Rena mengangguk pelan dan melemparkan senyum termanisnya.

"Pasti, Ma!"

Lepas setelah berpamitan dengan mamanya, Rena pun menyelusuri langkah demi langkah menuju ke sekolah. Beruntunglah tempat bernanungnya yang baru itu tidak jauh dari sekolah.

Hanya butuh waktu dua puluh menit untuk berjalan kaki. Mungkin bagi orang sepertinya cukup jauh, tapi bagi Rena hal itu sudah biasa.

Rena akui sudah kuat akan keadaan yang terhimpit. Jangankan berjalan kaki, bekerja dibawah terik matahari yang menyengat pun Rena tidak gentar. Ekonomi keluarganya memang jauh dari kata berkecukupan. Mamanya hanyalah seorang asisten rumah tangga.

Rena tidak mau menyusahkan mamanya. Ia pun nyambi bekerja mencari botol-botol bekas untuk ia jual dan menghasilkan pundi-pundi rupiah nantinya. Setidaknya keperluan untuk dirinya bisa ia tanggungi sendiri tanpa menyusahkan mamanya.

'Ada, tidak, ada, tidak' guman Rena dalam hati.

Berulang kali Rena ucapkan itu dalam hatinya sepanjang perjalanan ke sekolah. Pikirannya tertuju, apakah ada orang-orang yang mau berteman dengannya nanti?

Tidak terasa, akhirnya ia pun sampai di depan gerbang sekolah barunya.

***

Kegiatan pertama selepas upacara penerimaan siswa baru adalah pembagian tim, dimana ini adalah tugas bagi siswa baru untuk mengikuti rangkaian kegiatan sebagai siswa baru.

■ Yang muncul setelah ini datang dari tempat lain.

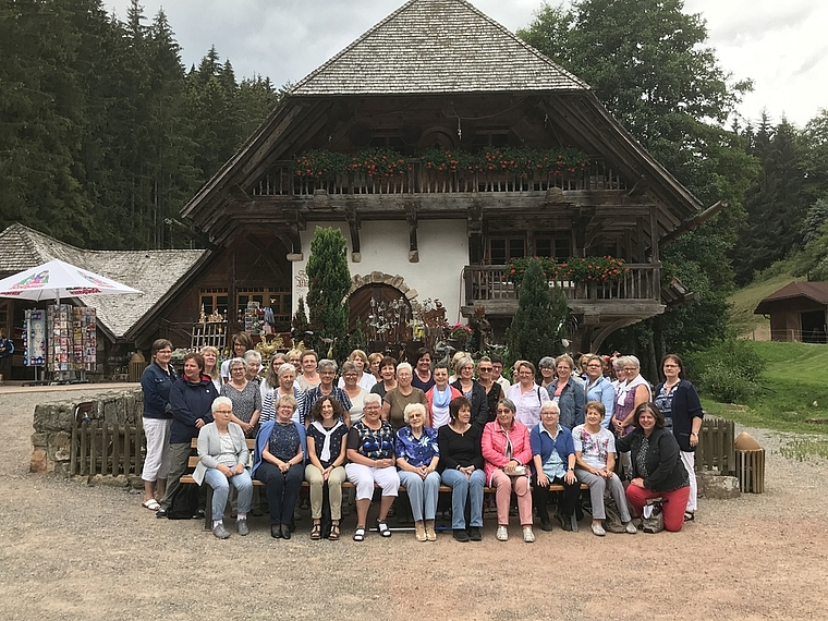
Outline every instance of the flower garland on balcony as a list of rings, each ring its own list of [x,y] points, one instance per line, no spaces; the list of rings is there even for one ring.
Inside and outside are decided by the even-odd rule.
[[[438,172],[470,171],[483,174],[507,173],[526,179],[536,174],[576,174],[589,163],[577,149],[529,149],[503,147],[484,149],[475,155],[433,148],[419,156],[423,167]]]
[[[529,261],[540,261],[540,268],[548,280],[571,280],[577,284],[589,282],[607,283],[620,280],[630,268],[624,260],[611,257],[570,257],[559,264],[551,257],[520,257],[509,260],[507,276],[515,284],[521,283]]]
[[[561,265],[563,278],[573,282],[614,282],[630,271],[623,259],[609,255],[602,257],[570,257]]]
[[[372,179],[404,175],[409,172],[409,162],[402,154],[383,148],[367,148],[354,154],[313,149],[297,156],[295,161],[296,176],[308,180],[330,180],[349,172]],[[436,172],[507,173],[526,179],[537,174],[576,174],[586,168],[589,159],[572,148],[503,147],[470,154],[436,147],[423,151],[419,162],[423,168]]]
[[[349,172],[376,179],[407,174],[409,165],[392,149],[369,148],[352,155],[314,149],[296,158],[295,172],[301,179],[314,180],[334,179]]]

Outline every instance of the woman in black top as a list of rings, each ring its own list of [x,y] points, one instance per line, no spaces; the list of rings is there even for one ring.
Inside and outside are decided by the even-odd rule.
[[[456,397],[449,403],[449,424],[437,430],[440,472],[443,485],[451,487],[451,528],[458,541],[479,541],[483,527],[483,472],[480,433],[472,425],[472,402]],[[471,520],[466,532],[465,509],[468,500]]]
[[[633,411],[633,431],[616,441],[616,450],[630,451],[633,479],[626,499],[641,515],[650,498],[665,499],[665,528],[681,531],[690,496],[687,471],[681,461],[679,442],[665,429],[665,416],[655,403],[642,403]]]

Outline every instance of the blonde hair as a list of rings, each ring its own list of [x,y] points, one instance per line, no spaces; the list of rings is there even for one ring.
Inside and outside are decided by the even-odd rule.
[[[212,345],[205,345],[202,348],[202,355],[204,355],[204,352],[212,352],[216,355],[216,364],[212,365],[212,368],[210,369],[210,373],[207,374],[210,376],[210,379],[218,379],[219,378],[219,370],[221,368],[221,365],[219,364],[219,351],[214,348]],[[205,365],[206,367],[206,365]]]

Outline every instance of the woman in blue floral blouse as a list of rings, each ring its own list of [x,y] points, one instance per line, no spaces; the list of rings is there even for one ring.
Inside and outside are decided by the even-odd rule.
[[[422,403],[409,403],[403,417],[406,426],[397,431],[395,445],[400,485],[409,492],[417,541],[436,541],[434,519],[440,494],[437,431],[425,426],[426,407]]]

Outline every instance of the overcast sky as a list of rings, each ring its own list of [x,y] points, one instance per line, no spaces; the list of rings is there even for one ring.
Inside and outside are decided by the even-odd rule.
[[[238,78],[260,74],[277,85],[310,71],[401,7],[405,0],[144,0],[148,20],[163,8],[188,68],[211,45],[230,59]],[[125,19],[129,0],[105,0]],[[541,0],[472,0],[514,32],[532,22]],[[557,0],[550,2],[556,4]],[[828,108],[828,1],[685,0],[702,13],[709,44],[734,80],[755,90],[741,113],[755,121],[763,108],[799,126]]]

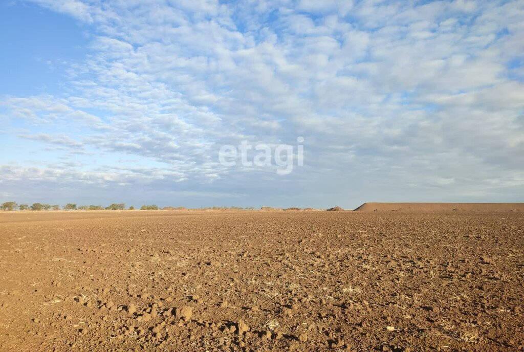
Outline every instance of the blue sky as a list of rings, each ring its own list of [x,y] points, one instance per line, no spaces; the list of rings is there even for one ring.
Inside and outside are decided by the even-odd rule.
[[[147,3],[0,4],[0,201],[523,201],[522,2]]]

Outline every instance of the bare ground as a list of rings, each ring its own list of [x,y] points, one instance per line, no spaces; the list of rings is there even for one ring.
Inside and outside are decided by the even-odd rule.
[[[0,350],[524,350],[524,215],[0,214]]]

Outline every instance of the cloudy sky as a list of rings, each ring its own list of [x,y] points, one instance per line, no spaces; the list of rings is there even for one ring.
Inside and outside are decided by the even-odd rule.
[[[0,53],[0,201],[524,201],[521,0],[5,0]]]

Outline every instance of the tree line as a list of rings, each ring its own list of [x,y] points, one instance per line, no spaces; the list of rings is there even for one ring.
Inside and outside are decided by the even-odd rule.
[[[63,210],[124,210],[126,208],[126,205],[123,203],[114,203],[105,207],[102,205],[78,205],[74,203],[68,203],[64,205],[62,209]],[[158,210],[159,208],[155,204],[150,205],[144,205],[140,207],[141,210]],[[135,207],[131,206],[128,208],[129,210],[134,210]],[[31,205],[29,204],[18,204],[16,202],[5,202],[0,205],[0,210],[13,211],[15,210],[32,210],[39,211],[42,210],[60,210],[60,206],[59,204],[48,204],[47,203],[42,204],[41,203],[34,203]]]

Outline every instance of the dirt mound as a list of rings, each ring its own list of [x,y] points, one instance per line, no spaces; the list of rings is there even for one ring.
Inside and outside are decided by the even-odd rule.
[[[266,212],[274,212],[280,211],[282,210],[280,208],[274,208],[271,206],[263,206],[260,208],[260,210],[263,210]]]
[[[356,212],[519,212],[524,203],[365,203]]]

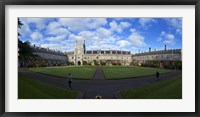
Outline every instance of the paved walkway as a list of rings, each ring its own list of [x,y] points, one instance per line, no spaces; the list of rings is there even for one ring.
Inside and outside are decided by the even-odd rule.
[[[29,71],[19,71],[29,78],[39,80],[57,87],[66,88],[67,82],[64,78],[33,73]],[[100,72],[100,71],[99,71]],[[173,71],[167,74],[161,74],[160,80],[181,75],[182,71]],[[119,79],[119,80],[75,80],[72,79],[72,88],[84,93],[85,99],[94,99],[96,95],[101,95],[104,99],[112,99],[113,94],[130,88],[136,88],[155,83],[155,76]]]
[[[93,80],[105,80],[103,68],[101,66],[98,66],[95,75],[93,77]]]

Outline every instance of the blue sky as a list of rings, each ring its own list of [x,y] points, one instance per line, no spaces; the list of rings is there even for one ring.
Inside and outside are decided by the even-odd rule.
[[[182,18],[20,18],[22,41],[63,52],[85,40],[86,50],[182,48]]]

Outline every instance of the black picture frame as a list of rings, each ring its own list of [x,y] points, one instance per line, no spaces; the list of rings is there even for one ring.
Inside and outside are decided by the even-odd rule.
[[[5,6],[6,5],[195,5],[195,112],[5,112]],[[0,115],[1,117],[75,117],[75,116],[135,116],[135,117],[197,117],[199,113],[199,33],[200,0],[1,0],[0,4]]]

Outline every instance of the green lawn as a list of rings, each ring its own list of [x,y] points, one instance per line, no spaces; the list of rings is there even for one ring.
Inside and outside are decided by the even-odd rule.
[[[171,72],[168,69],[148,68],[148,67],[103,67],[104,75],[106,79],[118,79],[118,78],[130,78],[155,75],[156,71],[159,73]]]
[[[74,99],[77,91],[62,89],[26,78],[19,73],[18,99]]]
[[[125,99],[182,99],[182,77],[120,92]]]
[[[96,67],[89,66],[65,66],[65,67],[39,67],[39,68],[30,68],[30,71],[45,73],[49,75],[67,77],[69,73],[72,74],[72,78],[76,79],[92,79]]]

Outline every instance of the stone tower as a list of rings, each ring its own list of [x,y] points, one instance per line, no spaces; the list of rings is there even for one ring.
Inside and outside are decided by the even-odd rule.
[[[85,41],[84,43],[75,43],[74,50],[74,64],[83,65],[83,55],[85,54]]]

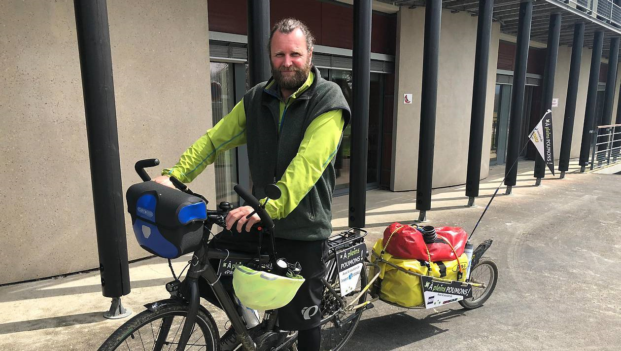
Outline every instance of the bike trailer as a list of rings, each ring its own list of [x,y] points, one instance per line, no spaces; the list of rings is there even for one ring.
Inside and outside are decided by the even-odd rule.
[[[433,291],[430,291],[432,294],[427,294],[425,293],[427,289],[423,288],[424,281],[433,281],[436,286],[442,284],[454,286],[452,288],[443,288],[449,289],[444,290],[445,292],[452,293],[451,289],[455,289],[455,291],[467,295],[467,291],[471,290],[471,286],[465,283],[465,273],[468,265],[466,253],[462,253],[456,260],[430,262],[395,257],[386,252],[385,248],[383,239],[380,239],[375,243],[371,257],[374,267],[369,275],[373,276],[379,271],[381,283],[376,293],[385,302],[407,308],[430,308],[437,306],[434,303],[448,303],[459,298],[453,297],[450,293],[438,296]],[[430,288],[429,284],[426,288]],[[427,298],[430,301],[425,301],[425,296],[428,296]],[[429,303],[432,303],[431,304]]]
[[[130,186],[126,196],[134,234],[143,248],[165,258],[199,248],[207,219],[202,199],[155,181]]]

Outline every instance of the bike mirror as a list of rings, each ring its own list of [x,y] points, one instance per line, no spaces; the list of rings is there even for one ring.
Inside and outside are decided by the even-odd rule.
[[[277,200],[280,198],[280,196],[282,193],[280,191],[280,188],[278,188],[275,184],[268,184],[265,186],[265,194],[267,195],[268,198],[273,200]]]

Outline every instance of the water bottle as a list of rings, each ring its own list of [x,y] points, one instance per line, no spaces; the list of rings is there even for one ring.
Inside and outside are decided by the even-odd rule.
[[[242,318],[243,321],[246,322],[246,328],[250,329],[259,325],[259,312],[256,309],[253,309],[249,307],[246,307],[243,306],[237,296],[234,294],[233,297],[235,298],[235,302],[237,304],[237,306],[240,309],[240,311],[242,312]]]
[[[466,280],[470,278],[470,268],[472,268],[472,253],[474,251],[474,245],[469,241],[466,242],[466,247],[464,248],[464,253],[468,257],[468,268],[466,269]]]

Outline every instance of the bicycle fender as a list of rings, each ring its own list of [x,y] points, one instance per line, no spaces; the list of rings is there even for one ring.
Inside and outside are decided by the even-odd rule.
[[[157,312],[159,309],[171,304],[181,304],[187,306],[188,301],[180,299],[165,299],[158,301],[148,303],[145,306],[147,309],[151,312]]]
[[[186,300],[181,299],[165,299],[163,300],[148,303],[145,304],[144,306],[147,308],[147,309],[150,311],[151,312],[156,312],[158,310],[171,304],[188,306],[189,303]],[[205,308],[205,306],[202,304],[199,304],[198,305],[198,309],[206,316],[208,316],[210,318],[212,319],[211,312],[209,312],[209,310]],[[215,325],[215,321],[214,322],[214,324]]]
[[[483,257],[483,253],[489,248],[489,247],[492,245],[492,242],[494,240],[492,239],[487,239],[483,242],[479,244],[479,246],[474,249],[474,252],[472,254],[472,264],[471,267],[474,267],[474,265],[481,260],[481,258]]]

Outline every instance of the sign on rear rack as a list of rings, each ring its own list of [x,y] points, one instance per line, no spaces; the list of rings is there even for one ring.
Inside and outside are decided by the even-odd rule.
[[[360,280],[360,271],[365,268],[366,245],[361,242],[337,252],[337,267],[340,280],[341,296],[349,294]]]
[[[472,286],[460,281],[445,283],[424,275],[420,277],[420,282],[425,308],[433,308],[472,297]]]

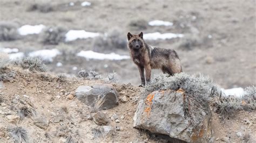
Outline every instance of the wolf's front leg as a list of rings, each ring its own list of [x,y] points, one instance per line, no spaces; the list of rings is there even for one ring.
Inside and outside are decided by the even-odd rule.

Pembagian tim ini adalah moment yang mendebarkan bagi siswa baru saat itu, termasuk Rena. Pandangan matanya hanya tertuju pada objek-objek benda mati. Tak berani ia berkontak mata disana dengan orang-orang.

"Baik adik-adik sekalian sekarang waktunya pembagian tim. Semuanya diharapkan berbaris sesuai warna pita,"

Arahan suara bulat kakak kelas itu semakin mendebarkan para siswa. Rena pun memperhatikan sekelilingnya untuk memastikan barisan. Ternyata sedari tadi ia salah masuk barisan.

"Kamu pitanya warna merah, ya?" tanya kakak kelas yang lain. Sepertinya ia adalah salah satu panitia kegiatan juga.

Rena tersentak kaget. Ia melihat pitanya di saku baju seragam sekolahnya. Ia langsung menepuk jidat sendiri.

"Saya baru sadar, Kak," ucap Rena terkaget.

"Warna merah di sebelah kanan dekat parkiran motor sana, kesana, Dek."

Rena langsung mengangguk cepat dan buru-buru berjalan ke barisan pita merah yang diarahkan kakak panitia tadi. Entahlah, beberapa teman yang menjadi peserta MOS terdengar berbisik-bisik dan sampai ke telinga Rena.

Mungkin karena Rena menjadi bahan perhatian sebab ia tiba-tiba berjalan sendirian ke tengah lapangan untuk sekedar pindah barisan.